Microsoft on Thursday confirmed that security researchers gained access to the accounts and databases of several thousand Microsoft Azure customers, including many Fortune 500 companies, such as ExxonMobil and Coca Cola.
What made this breach significant was that it was not caused by a customer misconfiguration. In this case, the provider – Microsoft Azure – was at fault.
“We fixed this issue immediately to keep our customers safe and protected," a Microsoft spokesperson said in a statement to SC Media, noting that there is no evidence of this technique being exploited by malicious actors, that the company is not aware of any customer data being accessed because of this vulnerability, and that customers who may have been impacted received a notification from Microsoft.
"We thank the security researchers for working under Coordinated Vulnerability Disclosure," the spokesperson added.
According to the researchers, the breach hit Azure’s flagship database, Cosmos DB. As a simple and flexible way for developers to store data, Wiz researchers said Cosmos DB runs critical business functions, such as processing millions of prescription transactions, or managing customer order flows on e-commerce sites.

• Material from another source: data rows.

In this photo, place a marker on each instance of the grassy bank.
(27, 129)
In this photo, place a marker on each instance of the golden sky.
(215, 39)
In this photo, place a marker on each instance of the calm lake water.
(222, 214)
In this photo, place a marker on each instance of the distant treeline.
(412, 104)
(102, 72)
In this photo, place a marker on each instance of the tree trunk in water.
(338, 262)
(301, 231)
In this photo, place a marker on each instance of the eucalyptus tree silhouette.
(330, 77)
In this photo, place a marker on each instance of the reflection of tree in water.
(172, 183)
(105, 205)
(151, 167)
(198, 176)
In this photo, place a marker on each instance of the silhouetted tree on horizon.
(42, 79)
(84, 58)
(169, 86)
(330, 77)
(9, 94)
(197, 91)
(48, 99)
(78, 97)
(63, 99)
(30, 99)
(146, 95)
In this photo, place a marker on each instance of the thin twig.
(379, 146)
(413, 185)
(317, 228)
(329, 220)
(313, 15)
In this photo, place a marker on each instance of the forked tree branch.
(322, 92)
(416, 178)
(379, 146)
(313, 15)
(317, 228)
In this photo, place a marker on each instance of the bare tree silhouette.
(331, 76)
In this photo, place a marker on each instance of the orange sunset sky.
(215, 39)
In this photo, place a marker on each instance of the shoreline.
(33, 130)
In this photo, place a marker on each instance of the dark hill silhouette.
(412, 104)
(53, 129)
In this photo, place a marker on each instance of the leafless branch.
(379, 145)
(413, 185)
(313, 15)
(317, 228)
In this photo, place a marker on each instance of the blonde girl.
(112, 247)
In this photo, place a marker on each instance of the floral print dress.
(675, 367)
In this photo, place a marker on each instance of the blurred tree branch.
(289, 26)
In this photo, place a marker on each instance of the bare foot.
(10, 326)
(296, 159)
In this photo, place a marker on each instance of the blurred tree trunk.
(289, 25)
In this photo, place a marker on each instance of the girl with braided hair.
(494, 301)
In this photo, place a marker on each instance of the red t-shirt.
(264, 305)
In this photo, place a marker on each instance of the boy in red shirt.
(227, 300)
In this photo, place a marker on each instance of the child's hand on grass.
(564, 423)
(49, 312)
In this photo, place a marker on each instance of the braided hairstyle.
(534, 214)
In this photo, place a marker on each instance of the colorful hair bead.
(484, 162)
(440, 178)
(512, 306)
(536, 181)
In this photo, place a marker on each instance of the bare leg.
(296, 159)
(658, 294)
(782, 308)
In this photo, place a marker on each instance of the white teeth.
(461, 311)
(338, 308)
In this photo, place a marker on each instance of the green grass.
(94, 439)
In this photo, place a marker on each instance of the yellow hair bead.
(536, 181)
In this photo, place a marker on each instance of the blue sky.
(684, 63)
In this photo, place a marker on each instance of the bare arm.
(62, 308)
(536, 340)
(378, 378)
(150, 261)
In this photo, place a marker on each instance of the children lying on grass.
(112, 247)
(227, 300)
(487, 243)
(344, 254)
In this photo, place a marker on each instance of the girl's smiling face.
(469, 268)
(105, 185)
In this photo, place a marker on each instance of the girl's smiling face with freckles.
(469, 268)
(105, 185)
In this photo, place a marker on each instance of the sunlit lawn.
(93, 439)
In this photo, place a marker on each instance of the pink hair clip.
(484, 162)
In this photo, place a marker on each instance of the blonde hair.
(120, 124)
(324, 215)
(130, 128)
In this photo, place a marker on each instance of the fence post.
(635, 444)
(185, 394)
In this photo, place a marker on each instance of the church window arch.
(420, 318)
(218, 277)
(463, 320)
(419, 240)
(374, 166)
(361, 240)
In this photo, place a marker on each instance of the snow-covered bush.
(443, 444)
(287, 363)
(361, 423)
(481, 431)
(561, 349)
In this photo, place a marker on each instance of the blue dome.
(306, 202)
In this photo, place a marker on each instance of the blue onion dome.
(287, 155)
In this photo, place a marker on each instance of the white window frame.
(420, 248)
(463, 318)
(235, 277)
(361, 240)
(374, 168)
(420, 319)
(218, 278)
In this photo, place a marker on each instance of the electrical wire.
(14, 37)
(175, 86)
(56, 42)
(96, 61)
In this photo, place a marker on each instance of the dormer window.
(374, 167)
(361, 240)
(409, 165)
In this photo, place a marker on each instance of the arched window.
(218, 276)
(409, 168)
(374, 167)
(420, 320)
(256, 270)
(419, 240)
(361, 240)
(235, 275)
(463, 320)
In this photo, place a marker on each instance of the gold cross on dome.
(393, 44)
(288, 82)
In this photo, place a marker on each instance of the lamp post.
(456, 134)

The researchers found a series of vulnerabilities in a Cosmos DB feature that created a loophole that let any user download, delete or manipulate a massive collection of commercial databases, as well as read/write access to the underlying architecture of Cosmos DB. The Wiz named the vulnerability: ChaosDB.
Wiz customer Jim Routh, chief information security officer at MassMutual, who previously led security teams at Aetna and JPMorgan Chase, said the DevOps evolution has shifted how software gets developed.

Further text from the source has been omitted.